In the following section, the model is trained on a total of 40 epochs. After the model is trained, it is converted into a tflite model and quantised. The quantised model is then saved as emotion_quantized.tflite in the root of the project.

In [None]:
import psutil
print("Memory Usage Before:", psutil.virtual_memory())

# for five emotions {neutral , happy ,angry, surprise, sad}

dataset = np.array(train_dataset)
labels = np.array(train_labels)

simple_model = train_vgg(dataset, labels, learning_rate=0.0001, batch_size=128, test_size=0.2, epochs=40, patience=7)
# Convert the Keras model to TensorFlow Lite
converter = tf.lite.TFLiteConverter.from_keras_model(simple_model)
converter.optimizations = [tf.lite.Optimize.DEFAULT]  # Enable optimization
converter.target_spec.supported_ops = [tf.lite.OpsSet.TFLITE_BUILTINS_INT8]  # Target INT8 for better performance
converter.allow_flexible_interpreter = True  # Allow flexible interpreter for dynamic range support


def representative_dataset():
    for _ in range(100): 
        yield [np.random.random_sample((1, 48, 48, 1)).astype(np.float32)]

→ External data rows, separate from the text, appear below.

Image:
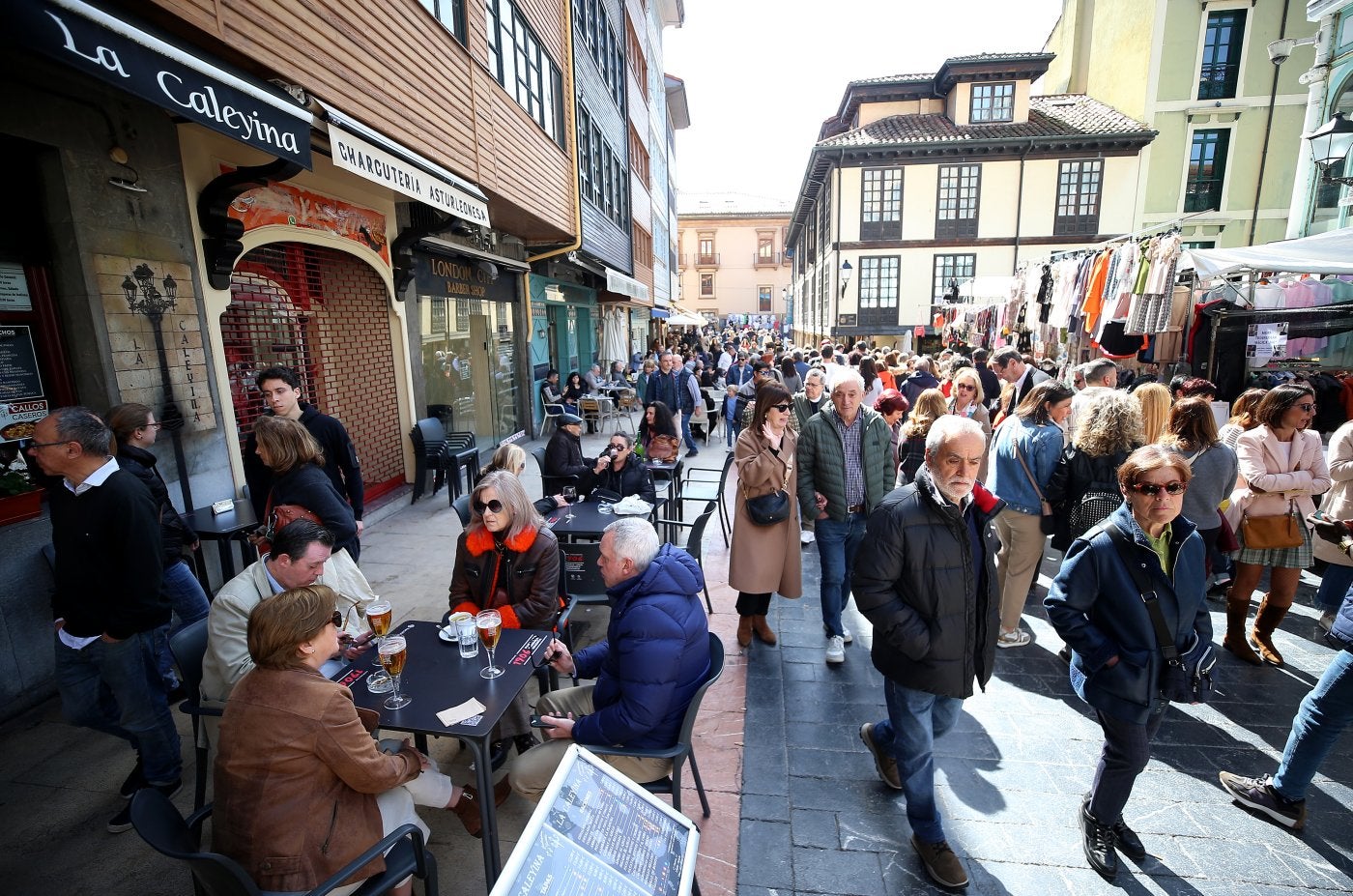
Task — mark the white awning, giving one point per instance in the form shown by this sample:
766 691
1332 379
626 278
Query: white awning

converter.representative_dataset = representative_dataset
tflite_quant_model = converter.convert()


with open("emotion_quantized.tflite", "wb") as f:
    f.write(tflite_quant_model)


model_size_bytes = os.path.getsize("emotion_quantized.tflite")
model_size_kb = model_size_bytes / 1024  # Convert to kilobytes
model_size_mb = model_size_kb / 1024  # Convert to megabytes
print(f"Size of the quantized model: {model_size_bytes} bytes ({model_size_kb:.2f} KB, {model_size_mb:.2f} MB)")